2020 is still nearly two years away, but that doesn’t mean the President isn’t already planning a push for a second term. In fact, Trump is already hosting rallies and delivering snippets of excitement that detail exactly how his push might happen. Here’s what’s happening and what you can expect to see in the coming months.
• The most revealing piece of information we have so far lies in what Trump is already doing, instead of in the future. Since stepping into office in 2016, the President has consistently visited certain states; this list includes Nevada, Florida, Wisconsin, Pennsylvania, North Carolina, Ohio, and Minnesota.
• While President Trump explains these visits as providing assistance to House candidate campaigns, it’s also a savvy re-election strategy. All of the aforementioned are swing states that will be critical in his success; by visiting now, he’s playing the long game without most people even recognizing they’re being convinced.
• That subtle push we’re seeing is likely to expand even further, bringing him to a total of around 28 critical swing states and counties across the map. Trump successfully swayed all but 10 of the most critical swing states in 2016; however, shifting tides and pressure from the Left mean he will likely need to work harder to regain support this time around.
• The point of all this visiting and being visible is to lock in votes and support across deep-red counties and states. This will be especially critical in rural zones, one of Trump’s largest areas of support, to balance out effects from heavily-populated Democratic strongholds, like San Francisco and Washington, D.C.
• Republican strategist, Mark Harris, explained the phenomenon in a recent interview. “Their focus is what they can do to help as many Republicans up and down the ballot as they can,” he said. “There is certainly a benefit for him to be in these states — but it’s not the main purpose of this.” But there are some inconsistencies.
• For example, Trump has yet to spend a significant amount of time in Michigan. This characteristically-blue state will undoubtedly become a Democratic stronghold in 2020, without Republicans bolstering support. Trump has a critical role to play in that factor, but it isn’t entirely clear why he’s avoided Michigan thus far.
• Oddly enough, it isn’t as if Trump hasn’t had the opportunity, either; he’s spent time in other stereotypically blue states from time to time. In fact, the President was in Illinois for a rally just last Saturday, October 28. Yet, for some reason (perhaps a scheduling issue), he travelled south into Murphysboro instead of into the northern zones.

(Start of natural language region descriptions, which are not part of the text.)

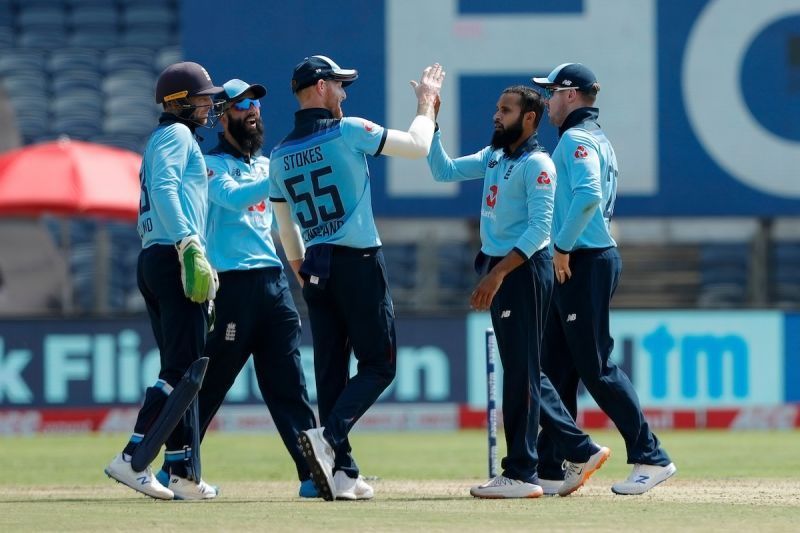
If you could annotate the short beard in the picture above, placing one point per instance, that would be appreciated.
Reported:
(508, 136)
(249, 142)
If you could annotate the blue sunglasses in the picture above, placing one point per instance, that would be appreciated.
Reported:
(244, 105)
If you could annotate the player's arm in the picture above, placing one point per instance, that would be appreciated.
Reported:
(540, 185)
(468, 167)
(168, 166)
(227, 192)
(415, 143)
(535, 237)
(197, 276)
(291, 240)
(583, 168)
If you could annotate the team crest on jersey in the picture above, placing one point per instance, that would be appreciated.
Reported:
(491, 199)
(544, 178)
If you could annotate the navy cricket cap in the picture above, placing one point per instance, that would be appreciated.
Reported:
(316, 68)
(571, 75)
(184, 79)
(236, 88)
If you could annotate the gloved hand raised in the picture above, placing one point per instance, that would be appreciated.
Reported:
(197, 276)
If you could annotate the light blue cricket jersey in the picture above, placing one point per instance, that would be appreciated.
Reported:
(320, 168)
(174, 199)
(587, 188)
(239, 217)
(517, 203)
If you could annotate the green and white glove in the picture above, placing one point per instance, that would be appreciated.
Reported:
(197, 276)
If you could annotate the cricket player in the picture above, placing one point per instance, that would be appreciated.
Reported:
(255, 312)
(577, 342)
(176, 281)
(516, 284)
(320, 171)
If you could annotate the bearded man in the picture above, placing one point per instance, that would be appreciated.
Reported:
(255, 313)
(516, 272)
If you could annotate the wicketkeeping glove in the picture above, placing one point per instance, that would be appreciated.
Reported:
(197, 275)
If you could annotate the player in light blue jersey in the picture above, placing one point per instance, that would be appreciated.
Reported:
(519, 180)
(577, 344)
(176, 282)
(320, 171)
(255, 312)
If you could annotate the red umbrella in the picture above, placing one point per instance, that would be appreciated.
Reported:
(72, 178)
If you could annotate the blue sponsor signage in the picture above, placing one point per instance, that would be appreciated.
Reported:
(79, 363)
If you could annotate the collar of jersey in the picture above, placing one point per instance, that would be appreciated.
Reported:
(579, 116)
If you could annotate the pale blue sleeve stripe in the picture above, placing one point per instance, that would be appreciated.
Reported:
(168, 166)
(443, 168)
(540, 210)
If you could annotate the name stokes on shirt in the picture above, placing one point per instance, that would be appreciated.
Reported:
(306, 157)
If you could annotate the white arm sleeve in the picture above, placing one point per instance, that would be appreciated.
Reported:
(412, 144)
(289, 231)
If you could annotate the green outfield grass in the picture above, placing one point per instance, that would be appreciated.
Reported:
(726, 481)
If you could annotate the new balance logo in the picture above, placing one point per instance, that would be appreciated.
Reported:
(230, 332)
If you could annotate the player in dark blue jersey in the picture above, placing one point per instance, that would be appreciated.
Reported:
(519, 181)
(320, 170)
(176, 281)
(577, 343)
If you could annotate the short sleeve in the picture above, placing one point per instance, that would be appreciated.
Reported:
(363, 135)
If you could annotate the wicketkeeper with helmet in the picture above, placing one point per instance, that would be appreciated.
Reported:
(177, 281)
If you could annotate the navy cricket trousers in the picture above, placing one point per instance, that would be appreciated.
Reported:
(577, 347)
(351, 311)
(518, 313)
(179, 327)
(255, 314)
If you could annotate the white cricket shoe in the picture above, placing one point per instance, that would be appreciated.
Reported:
(187, 489)
(550, 486)
(144, 482)
(503, 487)
(643, 478)
(576, 474)
(348, 488)
(320, 457)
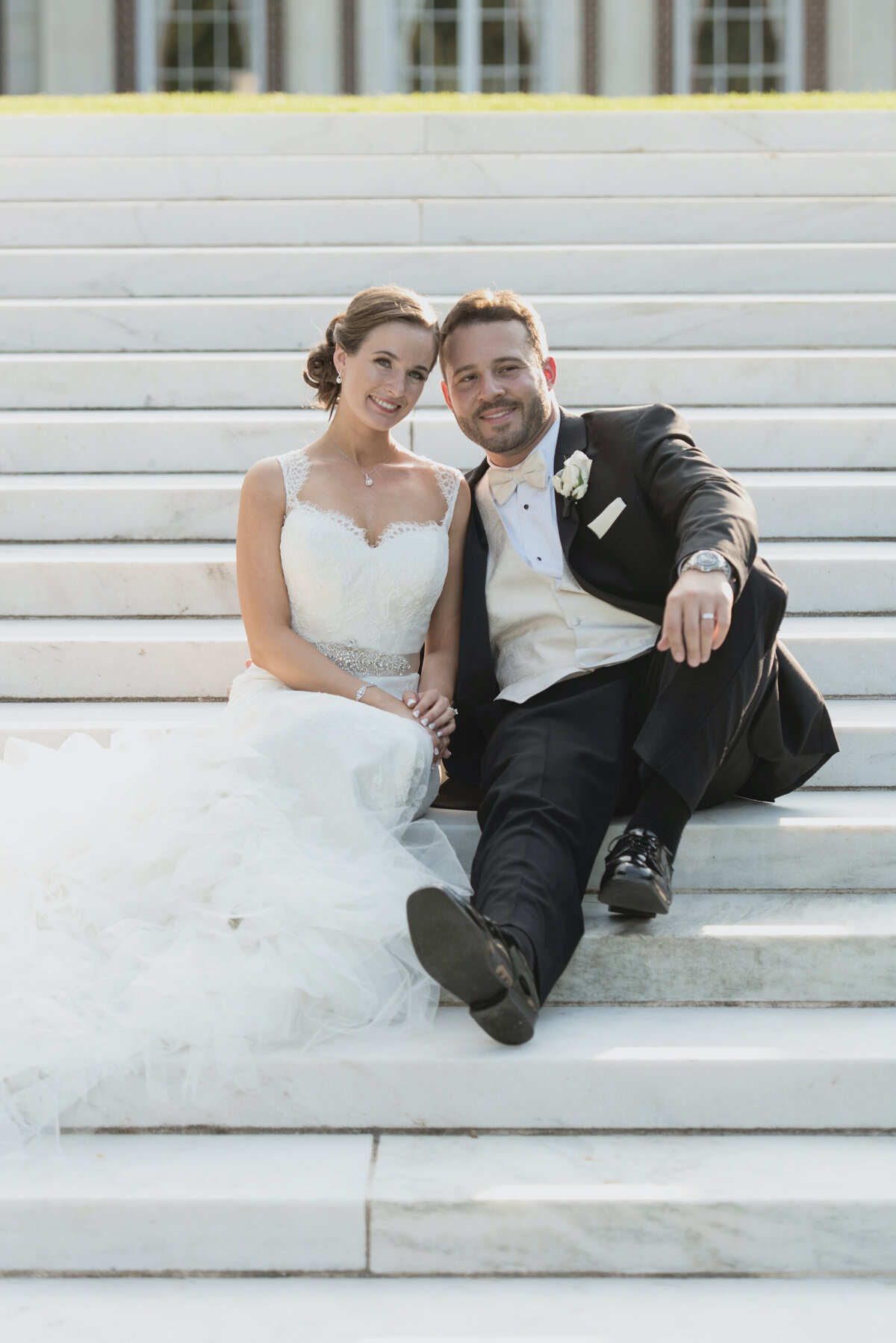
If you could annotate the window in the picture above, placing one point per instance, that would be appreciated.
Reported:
(476, 46)
(738, 46)
(202, 46)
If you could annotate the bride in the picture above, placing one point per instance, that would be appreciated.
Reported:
(207, 895)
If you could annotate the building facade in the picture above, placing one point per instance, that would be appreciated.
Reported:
(613, 47)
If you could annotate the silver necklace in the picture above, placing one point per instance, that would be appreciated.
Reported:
(368, 476)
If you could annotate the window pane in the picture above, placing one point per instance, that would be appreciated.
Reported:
(738, 43)
(492, 43)
(203, 45)
(738, 46)
(704, 45)
(445, 45)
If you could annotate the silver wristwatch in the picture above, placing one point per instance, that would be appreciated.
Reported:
(709, 562)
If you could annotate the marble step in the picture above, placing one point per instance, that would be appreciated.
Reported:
(169, 1203)
(199, 578)
(472, 222)
(718, 321)
(623, 1203)
(563, 1309)
(820, 1205)
(586, 1068)
(586, 269)
(448, 173)
(514, 132)
(865, 730)
(736, 437)
(273, 380)
(195, 658)
(855, 512)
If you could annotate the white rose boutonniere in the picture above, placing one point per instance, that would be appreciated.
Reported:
(573, 481)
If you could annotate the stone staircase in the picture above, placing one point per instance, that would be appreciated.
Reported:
(709, 1097)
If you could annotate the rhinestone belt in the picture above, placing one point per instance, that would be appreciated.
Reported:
(366, 661)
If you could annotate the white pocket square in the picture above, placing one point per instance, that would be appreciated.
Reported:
(603, 521)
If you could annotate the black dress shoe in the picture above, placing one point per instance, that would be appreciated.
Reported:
(637, 878)
(476, 961)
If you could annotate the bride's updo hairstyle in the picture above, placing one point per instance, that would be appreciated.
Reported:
(367, 311)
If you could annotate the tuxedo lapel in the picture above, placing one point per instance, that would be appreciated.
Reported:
(571, 438)
(476, 672)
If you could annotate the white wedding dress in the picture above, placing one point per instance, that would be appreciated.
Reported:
(206, 895)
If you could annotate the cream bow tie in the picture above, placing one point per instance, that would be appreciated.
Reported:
(504, 480)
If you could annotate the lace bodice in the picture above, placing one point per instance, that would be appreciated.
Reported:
(341, 589)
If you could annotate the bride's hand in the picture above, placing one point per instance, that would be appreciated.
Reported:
(435, 711)
(382, 700)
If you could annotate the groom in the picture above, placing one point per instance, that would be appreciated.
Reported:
(618, 653)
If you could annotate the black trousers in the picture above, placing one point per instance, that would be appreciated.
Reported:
(558, 767)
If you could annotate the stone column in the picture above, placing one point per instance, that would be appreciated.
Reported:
(77, 46)
(312, 47)
(628, 57)
(862, 45)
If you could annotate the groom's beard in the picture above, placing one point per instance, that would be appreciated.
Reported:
(534, 421)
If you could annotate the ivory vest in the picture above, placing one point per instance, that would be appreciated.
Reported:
(544, 630)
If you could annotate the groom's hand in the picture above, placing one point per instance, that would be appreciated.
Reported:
(685, 633)
(433, 711)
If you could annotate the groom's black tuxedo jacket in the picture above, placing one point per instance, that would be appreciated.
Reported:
(677, 501)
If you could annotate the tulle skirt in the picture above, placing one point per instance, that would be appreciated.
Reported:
(210, 893)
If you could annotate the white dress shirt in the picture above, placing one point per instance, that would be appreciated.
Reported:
(529, 516)
(544, 626)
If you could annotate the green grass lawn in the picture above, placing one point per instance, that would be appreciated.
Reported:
(279, 102)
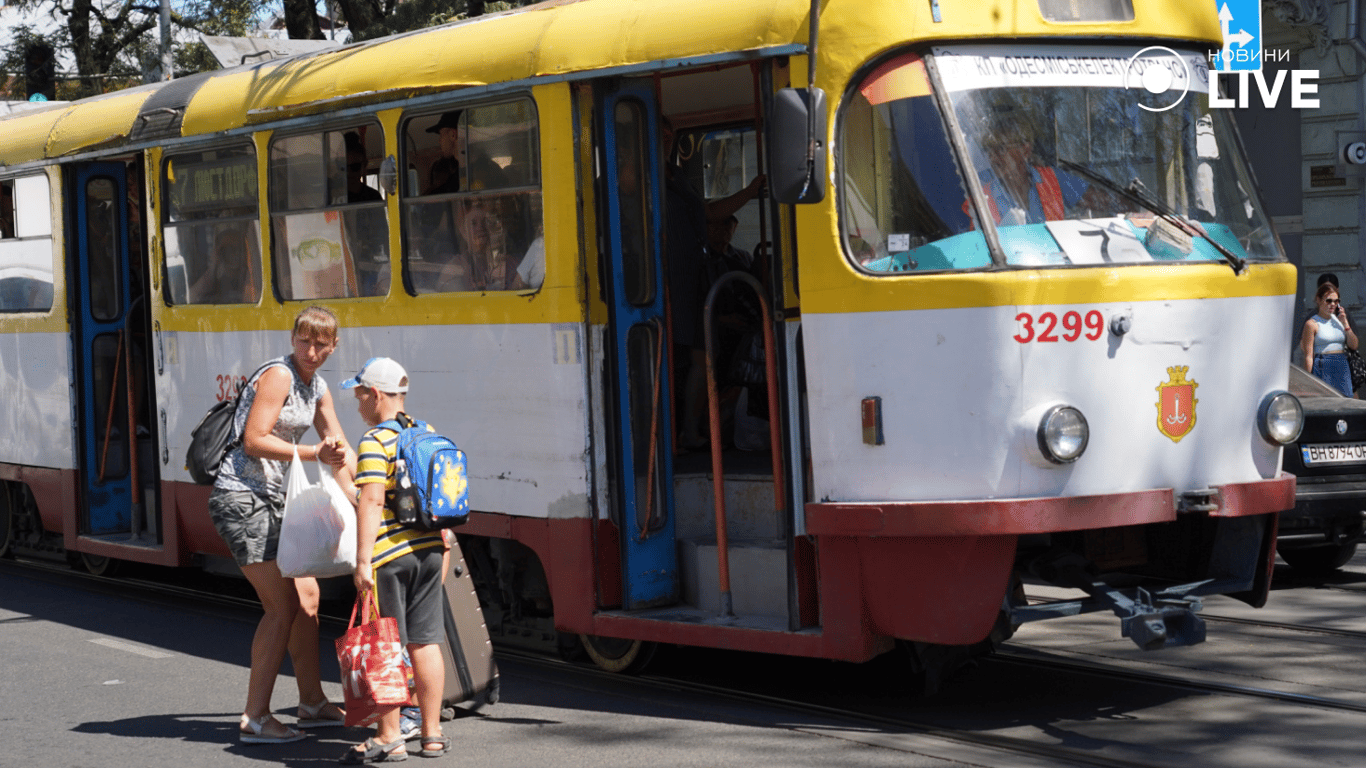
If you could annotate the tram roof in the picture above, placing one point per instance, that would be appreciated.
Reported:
(548, 40)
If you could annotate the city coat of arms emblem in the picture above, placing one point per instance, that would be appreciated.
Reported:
(1176, 403)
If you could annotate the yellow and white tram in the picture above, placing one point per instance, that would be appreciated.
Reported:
(1029, 319)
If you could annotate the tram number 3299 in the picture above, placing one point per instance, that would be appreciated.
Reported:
(1045, 327)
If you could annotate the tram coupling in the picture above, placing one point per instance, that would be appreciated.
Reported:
(1168, 619)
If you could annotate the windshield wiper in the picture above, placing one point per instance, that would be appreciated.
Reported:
(1135, 193)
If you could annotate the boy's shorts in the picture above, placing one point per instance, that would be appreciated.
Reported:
(410, 591)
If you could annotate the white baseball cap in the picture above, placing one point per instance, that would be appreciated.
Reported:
(380, 373)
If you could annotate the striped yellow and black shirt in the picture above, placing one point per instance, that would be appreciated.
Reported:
(377, 458)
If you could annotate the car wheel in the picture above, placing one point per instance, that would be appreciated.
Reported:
(1318, 559)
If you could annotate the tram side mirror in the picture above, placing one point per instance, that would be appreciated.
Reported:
(787, 148)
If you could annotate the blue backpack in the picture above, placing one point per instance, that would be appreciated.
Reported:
(432, 489)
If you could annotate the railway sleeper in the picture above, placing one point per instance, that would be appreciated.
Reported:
(1152, 622)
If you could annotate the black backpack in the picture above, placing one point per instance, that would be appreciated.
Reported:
(212, 437)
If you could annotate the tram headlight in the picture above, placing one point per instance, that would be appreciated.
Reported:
(1280, 418)
(1063, 435)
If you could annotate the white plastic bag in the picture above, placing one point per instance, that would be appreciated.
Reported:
(317, 536)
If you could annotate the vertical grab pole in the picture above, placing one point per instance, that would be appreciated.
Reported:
(713, 407)
(135, 517)
(108, 416)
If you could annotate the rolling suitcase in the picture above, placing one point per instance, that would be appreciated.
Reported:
(471, 675)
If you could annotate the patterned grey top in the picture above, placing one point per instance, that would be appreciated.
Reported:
(265, 477)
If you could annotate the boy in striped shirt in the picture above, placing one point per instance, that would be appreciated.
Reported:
(405, 565)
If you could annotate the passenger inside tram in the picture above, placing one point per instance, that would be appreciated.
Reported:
(227, 275)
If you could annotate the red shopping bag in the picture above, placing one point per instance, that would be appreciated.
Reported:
(374, 668)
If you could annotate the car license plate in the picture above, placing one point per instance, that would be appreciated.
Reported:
(1336, 454)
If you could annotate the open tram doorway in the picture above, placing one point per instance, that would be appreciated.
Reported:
(115, 432)
(694, 134)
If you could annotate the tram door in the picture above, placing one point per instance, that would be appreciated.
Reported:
(100, 310)
(639, 355)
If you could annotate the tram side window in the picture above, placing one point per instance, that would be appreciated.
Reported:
(471, 200)
(328, 215)
(903, 202)
(25, 245)
(212, 239)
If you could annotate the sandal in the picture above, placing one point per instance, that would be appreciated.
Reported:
(320, 715)
(443, 746)
(252, 730)
(370, 750)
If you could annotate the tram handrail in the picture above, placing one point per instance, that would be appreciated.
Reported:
(713, 406)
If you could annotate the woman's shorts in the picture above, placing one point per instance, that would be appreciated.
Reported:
(249, 525)
(410, 591)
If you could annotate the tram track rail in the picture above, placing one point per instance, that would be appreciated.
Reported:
(857, 720)
(1111, 671)
(1303, 629)
(848, 723)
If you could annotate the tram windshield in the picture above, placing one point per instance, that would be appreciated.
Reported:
(1072, 167)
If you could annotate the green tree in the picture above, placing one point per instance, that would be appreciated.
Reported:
(369, 19)
(109, 40)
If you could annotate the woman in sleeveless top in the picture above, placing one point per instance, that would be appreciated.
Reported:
(246, 507)
(1325, 340)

• As for what’s most current and what’s coming in the short-term future, expect Trump to spend time in Florida, Georgia, Wisconsin, and Minnesota. The president is currently working on Ohio, where he visited for a House Election and showed support for Rep. Steve Chabot. He’s working on making friends in a time when the Left is doing their best to decimate his reputation with lies and rumors.
• But what feels most compelling isn’t the fact that Trump is visiting for other reasons; it’s the experience each of his rallies brings. Despite the fact that he isn’t campaigning for himself, exactly, the events feel celebratory, persuasive, and very much like his original 2016 campaign trail rallies. We’re seeing lots of MAGA, Trump 2020, and Keep America Great gear floating around.
• One unidentified White House official took a stab at explaining the current shift, drawing an image of a crafty, yet subtle, plan. “He’s going to states that are going to be critical and important in 2020, and they also happen to house the most critical and important races that he needs to keep the House majority,” he said. “2018 is the focus, but 2020 is the obvious overlay here.”